Я было повернулся, чтобы позвать матушку, зная, что она всегда примет мою сторону, но тут Анни схватила меня за руку, а маленькая Рут загородила двери.
— Сядь, Джон,— велела Анни,— сядь и успокойся. Мы расскажем тебе обо всем, хотя и сомневаюсь, что-то, что мы задумали и сделали, придется тебе по вкусу.
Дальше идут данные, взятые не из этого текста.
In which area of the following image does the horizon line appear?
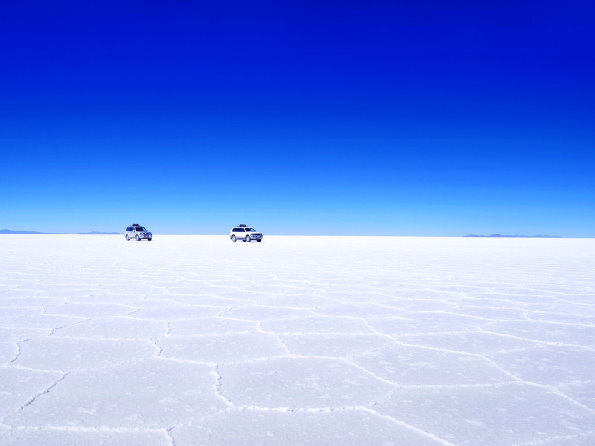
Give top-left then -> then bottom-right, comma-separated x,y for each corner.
1,230 -> 586,239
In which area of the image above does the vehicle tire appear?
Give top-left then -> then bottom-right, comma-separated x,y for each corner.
126,235 -> 129,241
231,235 -> 236,242
257,239 -> 262,242
148,238 -> 152,241
135,235 -> 140,241
246,235 -> 251,243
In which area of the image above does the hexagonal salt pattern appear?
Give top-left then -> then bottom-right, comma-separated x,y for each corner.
1,234 -> 594,445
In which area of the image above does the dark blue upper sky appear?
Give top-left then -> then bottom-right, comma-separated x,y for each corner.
1,1 -> 594,235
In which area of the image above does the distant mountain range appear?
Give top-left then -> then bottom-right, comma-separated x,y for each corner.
464,234 -> 561,238
0,229 -> 118,234
0,229 -> 47,234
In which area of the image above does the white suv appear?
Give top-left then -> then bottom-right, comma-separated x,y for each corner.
125,224 -> 152,241
230,225 -> 263,243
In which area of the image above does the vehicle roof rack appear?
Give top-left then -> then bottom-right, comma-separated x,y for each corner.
132,223 -> 140,226
239,224 -> 247,227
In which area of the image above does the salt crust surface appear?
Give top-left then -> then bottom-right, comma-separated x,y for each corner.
0,235 -> 594,445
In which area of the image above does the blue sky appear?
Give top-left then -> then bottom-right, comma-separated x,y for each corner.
1,1 -> 594,236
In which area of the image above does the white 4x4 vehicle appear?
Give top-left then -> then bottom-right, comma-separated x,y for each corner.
230,224 -> 263,243
125,224 -> 152,241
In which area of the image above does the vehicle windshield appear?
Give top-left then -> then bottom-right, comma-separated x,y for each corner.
135,227 -> 146,231
247,228 -> 255,232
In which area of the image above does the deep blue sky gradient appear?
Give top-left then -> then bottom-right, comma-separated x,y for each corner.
1,1 -> 594,235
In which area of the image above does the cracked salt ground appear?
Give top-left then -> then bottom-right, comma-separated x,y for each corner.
6,359 -> 226,429
42,302 -> 139,318
490,346 -> 595,386
559,381 -> 595,411
279,334 -> 394,357
0,314 -> 87,330
395,332 -> 538,355
351,344 -> 514,386
1,428 -> 171,446
217,357 -> 397,407
55,317 -> 167,339
374,383 -> 595,445
487,320 -> 595,346
0,327 -> 51,342
1,235 -> 595,445
172,410 -> 441,445
13,337 -> 156,371
159,333 -> 288,363
0,368 -> 64,419
168,318 -> 257,336
0,342 -> 17,364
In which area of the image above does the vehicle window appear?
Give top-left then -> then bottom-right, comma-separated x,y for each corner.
248,228 -> 255,231
136,227 -> 146,231
126,227 -> 131,231
233,228 -> 243,232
Я сел, взял себя в руки, и вот что рассказали мне девушки. Во-первых, таинственные экспедиции дядюшки Бена возбудили в молодых леди такое любопытство, что терпеть собственное неведение относительно планов и намерений дядюшки стало свыше их сил. Во-вторых, им удалось выяснить, что и Рут знает об этом ровно столько, сколько они сами, но, как и они, хотела бы знать намного больше. Справедливо рассудив, что ум хорошо, а три лучше, девушки сели в круг и быстро разработали операцию, предназначив мне роль главного исполнителя. Когда я отказался шпионить в их пользу, они тут же нашли мне замену в лице мастера Джона Фрая, посулив ему за услуги немного денег. Как раз в то самое утро, когда он не почтил своим присутствием наше ячменное поле, девушки дали ему пони и послали следом за дядюшкой Беном и Долли.
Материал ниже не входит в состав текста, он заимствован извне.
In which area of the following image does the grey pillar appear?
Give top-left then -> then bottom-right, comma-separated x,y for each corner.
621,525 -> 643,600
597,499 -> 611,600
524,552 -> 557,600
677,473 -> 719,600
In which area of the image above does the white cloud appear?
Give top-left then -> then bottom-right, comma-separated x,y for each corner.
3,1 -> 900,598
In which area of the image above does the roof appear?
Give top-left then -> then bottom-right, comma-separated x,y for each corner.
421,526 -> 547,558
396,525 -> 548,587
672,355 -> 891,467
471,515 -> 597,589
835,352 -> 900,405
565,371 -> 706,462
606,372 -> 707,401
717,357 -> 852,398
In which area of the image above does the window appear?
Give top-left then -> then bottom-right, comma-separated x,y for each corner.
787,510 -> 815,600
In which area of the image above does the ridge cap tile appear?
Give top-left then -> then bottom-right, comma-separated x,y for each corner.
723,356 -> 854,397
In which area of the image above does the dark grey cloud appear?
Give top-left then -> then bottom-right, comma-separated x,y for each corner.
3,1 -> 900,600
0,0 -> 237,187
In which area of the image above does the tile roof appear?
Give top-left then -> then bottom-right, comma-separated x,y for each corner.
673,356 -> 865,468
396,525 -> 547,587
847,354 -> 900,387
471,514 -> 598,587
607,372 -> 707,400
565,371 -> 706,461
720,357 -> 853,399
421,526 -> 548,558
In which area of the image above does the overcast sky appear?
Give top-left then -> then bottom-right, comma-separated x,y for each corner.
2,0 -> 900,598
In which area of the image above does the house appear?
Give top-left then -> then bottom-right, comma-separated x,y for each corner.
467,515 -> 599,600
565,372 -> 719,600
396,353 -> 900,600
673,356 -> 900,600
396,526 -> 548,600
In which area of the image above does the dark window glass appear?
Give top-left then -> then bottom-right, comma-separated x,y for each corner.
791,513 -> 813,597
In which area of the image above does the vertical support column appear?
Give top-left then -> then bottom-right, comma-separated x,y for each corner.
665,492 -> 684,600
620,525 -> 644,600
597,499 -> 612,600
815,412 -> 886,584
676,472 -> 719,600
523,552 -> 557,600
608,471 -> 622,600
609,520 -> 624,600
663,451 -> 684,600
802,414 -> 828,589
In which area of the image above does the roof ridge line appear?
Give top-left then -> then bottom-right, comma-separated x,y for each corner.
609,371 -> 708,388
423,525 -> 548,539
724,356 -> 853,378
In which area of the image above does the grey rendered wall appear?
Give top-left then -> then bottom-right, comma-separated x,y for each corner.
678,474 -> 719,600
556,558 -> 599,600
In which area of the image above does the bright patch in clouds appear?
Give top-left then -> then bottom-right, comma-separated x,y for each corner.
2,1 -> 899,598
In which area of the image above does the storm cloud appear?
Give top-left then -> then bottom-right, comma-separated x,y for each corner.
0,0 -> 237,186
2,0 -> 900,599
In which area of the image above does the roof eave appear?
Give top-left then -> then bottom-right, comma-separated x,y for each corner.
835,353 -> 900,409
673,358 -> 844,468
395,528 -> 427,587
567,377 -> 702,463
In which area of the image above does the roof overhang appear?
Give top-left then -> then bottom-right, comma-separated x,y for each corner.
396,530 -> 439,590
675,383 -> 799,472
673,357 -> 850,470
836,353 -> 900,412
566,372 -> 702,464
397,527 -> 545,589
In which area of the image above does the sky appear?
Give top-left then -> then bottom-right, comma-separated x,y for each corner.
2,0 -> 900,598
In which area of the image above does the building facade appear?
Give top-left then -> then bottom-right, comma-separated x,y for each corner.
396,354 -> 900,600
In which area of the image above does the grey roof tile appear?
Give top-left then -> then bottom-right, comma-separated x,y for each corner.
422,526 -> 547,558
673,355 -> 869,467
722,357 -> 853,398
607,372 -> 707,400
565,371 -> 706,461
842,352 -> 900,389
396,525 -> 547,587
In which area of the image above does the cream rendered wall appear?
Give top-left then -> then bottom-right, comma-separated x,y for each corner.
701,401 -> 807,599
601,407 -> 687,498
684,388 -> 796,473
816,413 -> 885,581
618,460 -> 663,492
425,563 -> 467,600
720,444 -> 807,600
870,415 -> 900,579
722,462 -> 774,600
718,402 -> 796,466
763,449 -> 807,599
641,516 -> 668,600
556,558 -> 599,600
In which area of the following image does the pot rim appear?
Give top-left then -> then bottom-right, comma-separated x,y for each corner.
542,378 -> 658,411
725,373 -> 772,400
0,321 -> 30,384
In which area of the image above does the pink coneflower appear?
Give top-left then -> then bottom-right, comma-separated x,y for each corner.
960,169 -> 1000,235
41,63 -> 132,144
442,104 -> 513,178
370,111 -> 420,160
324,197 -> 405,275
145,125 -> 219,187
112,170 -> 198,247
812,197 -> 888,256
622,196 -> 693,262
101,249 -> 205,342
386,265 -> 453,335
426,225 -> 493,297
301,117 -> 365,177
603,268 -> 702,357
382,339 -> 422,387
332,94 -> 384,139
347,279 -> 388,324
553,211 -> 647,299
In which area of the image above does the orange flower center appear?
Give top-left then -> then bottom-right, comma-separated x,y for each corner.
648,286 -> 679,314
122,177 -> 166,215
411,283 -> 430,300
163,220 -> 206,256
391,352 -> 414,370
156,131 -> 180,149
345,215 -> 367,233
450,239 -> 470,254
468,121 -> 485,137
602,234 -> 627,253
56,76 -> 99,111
Следуя за дядюшкой на приличном расстоянии, Джон Фрай не терял его из виду до тех пор, пока дядюшка не доехал до Топи Колдуна, где Джон внезапно потерял дядюшку из виду. Спрятавшись за дерево, Джон затаился и засаде. Прошло некоторое время, и вдруг в основании дерева, что росло неподалеку, показалась белая шляпа с высокой тульей, а под ней чья-то физиономия, затем шея, плечи... В Эксмуре есть поверье, что казненные преступники собираются как раз в таких вот зловещих местах, как Топь Колдуна, чтобы воскреснуть из мертвых. Джону Фраю показалось, что выглянувший из-под земли, как из преисподней, ну прямо ни дать ни взять вылитый разбойник, которого повесили на прошлой неделе, а когда Джон вспомнил, что случилось это ровнехонько девять дней назад, он, не помня себя, бросился в седло и погнал пони что есть мочи прочь от этого проклятого места.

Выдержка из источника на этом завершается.